Tuesday, July 21, 2009

Respected Mitteleuropean Conductor Conducts Wha'???

This may not be actually be the strangest choice of repertoire that a famous conductor has made, but it's up there. A few days ago, the conductor Nikolaus Harnoncourt, one of the fathers of the early-music movement who also built a successful parallel career conducting 19th century European music (his recordings of Beethoven, Schumann and Dvořák are mostly very fine) decided to conduct his first work of 20th-century American music... Porgy and Bess. At the Styriarte Festival in Graz, he led concert performances of Gershwin's jazz opera; Canada's Measha Brueggergosman was originally supposed to be Bess, but unfortunately had to pull out due to illness.

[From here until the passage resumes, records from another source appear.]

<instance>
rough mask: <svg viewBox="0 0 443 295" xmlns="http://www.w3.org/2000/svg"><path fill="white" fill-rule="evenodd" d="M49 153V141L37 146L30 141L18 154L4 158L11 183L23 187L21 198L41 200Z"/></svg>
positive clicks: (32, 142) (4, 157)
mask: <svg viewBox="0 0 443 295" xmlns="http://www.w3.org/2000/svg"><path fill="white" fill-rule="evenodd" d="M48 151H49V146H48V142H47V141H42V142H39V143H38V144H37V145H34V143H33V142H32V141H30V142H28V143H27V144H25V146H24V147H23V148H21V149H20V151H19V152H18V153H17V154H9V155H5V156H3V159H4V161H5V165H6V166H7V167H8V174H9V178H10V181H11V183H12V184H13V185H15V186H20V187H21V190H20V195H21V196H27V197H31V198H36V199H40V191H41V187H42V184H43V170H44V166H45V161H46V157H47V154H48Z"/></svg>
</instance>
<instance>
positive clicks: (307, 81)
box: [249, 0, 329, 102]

Harnoncourt has made some strange repertoire choices before, including a legendarily bad recording of Verdi's Aida, but the sight of one of the most ultra-European musical figures (he rarely works outside Europe) trying to lead a jazz/musical-comedy opera with an all-black cast -- but with his regular chorus, the Viennese Arnold Schoenberg Choir -- was about as bizarre as it gets. Particularly since visual evidence suggests that, even in a concert without costumes, the staging managed to be kind of Euro-trashy. It's not quite the equivalent of Kiri Te Kanawa and Jose Carreras singing West Side Story, but it's close.

There will be no recording, of course, but there audio excerpt available online; it features the opening of Act 2 scene 2, with a chorus followed by "It Ain't Necessarily So," and while the song is pretty standard (it's an unkillable song), the chorus sounds like nobody has any idea what they're singing about or what these rhythms are supposed to signify, and the conducting is slow, strange and square. (Though to be fair, it's really no worse than parts of Simon Rattle's famous Porgy performances/recording.)



For all that, I like Harnoncourt a lot; he's actually one of my favourite living conductors, because while he is often bizarre, he's rarely completely uninteresting. (Even his recording of Aida has a certain perverse fascination as long as you don't expect it to be, you know, good.) He's one of those guys who approaches every work with a "concept," often based on weird readings of character motivations or what the composer was thinking, and then he interprets the music in light of whatever he happens to think it's about. When the concept makes sense, it can lead to interesting performances, and while he's not a technically brilliant conductor, he's very good at getting a distinctive, biting sound out of any orchestra he works with (and the ability to execute a concept and create his own sound are more important, for a conductor, than having the clearest time-beating skills).

(Cross-posted at TV Guidance.)

3 comments:

Anonymous said...

I enjoy the Simon rattle recording quite a bit, but it's the only one I have heard (not counting things like Louis and Ellas recording. Her "my mans gone now" gives me chills every time.). What recordings of the complete opera do you recommend?
I saw a college production at oberlin years ago, and the trio at the end "where's my bess" left me shaking. Haven't heard a recording of that section that moves me so much, but I would like to...

Anonymous said...

"little moses was found in a straim"????

No recording beats the 1951 Columbia album which at 2 hours was considered to be complete. The cast and chorus has the roughness that Gershwin wanted and Ira supervised. The "Where's my bess" to the end is the best of any recording.
For genuinely complete-I'd go with the 1976 Houston Grand Opera-the point being that a cast which has LIVED the show onstage always beats a purer studio recording.

Jaime J. Weinman said...

Anonymous # 1: I would basically second the recommendations of Anonymous # 2.

The 1951 recording is perhaps the most exciting performance, where the performers aren't afraid to throw in ad-libs and other traditional bits of theatrical business that Gershwin would have approved of; it cut, I think, too much material but it was much more complete than any stage performances at the time. And it's the only recording that has a high baritone Porgy (Lawrence Winters), which I think is more appropriate than for the role, both historically and musically, than the basses and bass-baritones who usually get the part.

The Houston Grand Opera recording is the best of the uncut versions, and has terrific stereo "staging" and sound effects (which I love; others don't). Probably the first choice overall.

The first of the complete recordings, the 1976 Cleveland Orchestra recording on Decca under Lorin Maazel, is very studio-bound (made after concert performances with a very polite-sounding chorus), but has some fine singing (a young Barbara Hendricks as Clara) and the Cleveland Orchestra is the best ever recorded in this music.

The most recent Decca recording, by John Mauceri, is interesting for using the version that was performed on Broadway in 1935 (not as heavily cut as the 1951 version, but shorter than the full score, which is really too long), but the performance isn't competitive with the others.